Age of acceptance. At age sixty, a person is ready to take a spiritual journey that is the only way that he or she may actualize the self spiritually. Spiritual maturity will facilitate the acceptance of diversity and differences within the family or community and guide the community in leadership.
Age of unification. After the age of seventy, one can purify his or her mind and free the self from negative thoughts. The real self becomes outwardly apparent after it reconnects with the Ultimate and accepts the self and others. During this stage, retirement and detachment from worldly situations may be beneficial.
Funeral service. Confucians respect the end of the life by giving a sincere funeral service (Funeral Li/rite) to honor the dead and promote the social morality (Confucian Analects, Confucius 1971 [500 B.C.E.]). The name of the dead will be added to the shrine of the family hall as a part of the dead (Yin) family.
Honor the ancestors. Confucians promote ancestor worship by burning paper money and offering food to respect the lives of the dead on April fifth. This ritual respects ancestors and educates younger generations. It becomes a community asset of honoring the self as well as the family.
Teacher's day. This is an elaborate ceremony to honor Confucius at Taipei's Confucian Temple on Confucius's birthday, September 28. His birthday has been dedicated to honor all teachers as a teachers' day, which is a national holiday in Taiwan. Confucian music and dance are performed to honor Confucius and all teachers. The best gift to the teacher or helper may be a successful outcome of one's project, or letters of appreciation.
Family life and structural relations. The Confucian role approach (Chung 1993b, 1994) is based on the assumption that lawlessness and social problems are due to uncultivated individuals, a lack of morals in the social structure, and lack of adequate relationships. Confucius defined five social relationships on which Chinese and other Asian social structures and relationships are based. Various Asians still feel, profoundly, his influence in these areas in their daily life.
In societies that have been influenced by Confucius, the traditional social structure is based on five fundamental interpersonal relationships: superior-subordinate, parent-child, husband-wife, brothers, and friends (Chung 1992b). These relationships are arranged in a hierarchy based on the members' respective position and status.

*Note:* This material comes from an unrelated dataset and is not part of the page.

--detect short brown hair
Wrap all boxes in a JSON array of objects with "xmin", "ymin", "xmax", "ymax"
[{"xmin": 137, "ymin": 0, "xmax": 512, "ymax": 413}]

For example, the first superior-subordinate relationship requires loyalty to the government or one's superior on the job. In return, the employer takes care of the employees' needs. Second, the parent-child relationship requires filial piety; children should obey, honor, and respect their parents, and parents should love their children. The husband-wife relationship prescribes that the wife submit to the husband and the husband love the wife. Young brothers should respect the older brother, while the elders should love the young ones. Among friends, righteousness and trust are the rule.
Confucianism prescribes family relationships and indicates the degree of intimacy and obligations. Anyone who is within this network is considered part of the family. Otherwise, he or she is an outsider. As a member of the family, one enjoys membership privileges such as trust, intimacy, and sharing. Confucians promote universal brotherhood and sisterhood by respecting others and observing propriety (Confucian Analects, Confucius 1971 [500 B.C.E.]).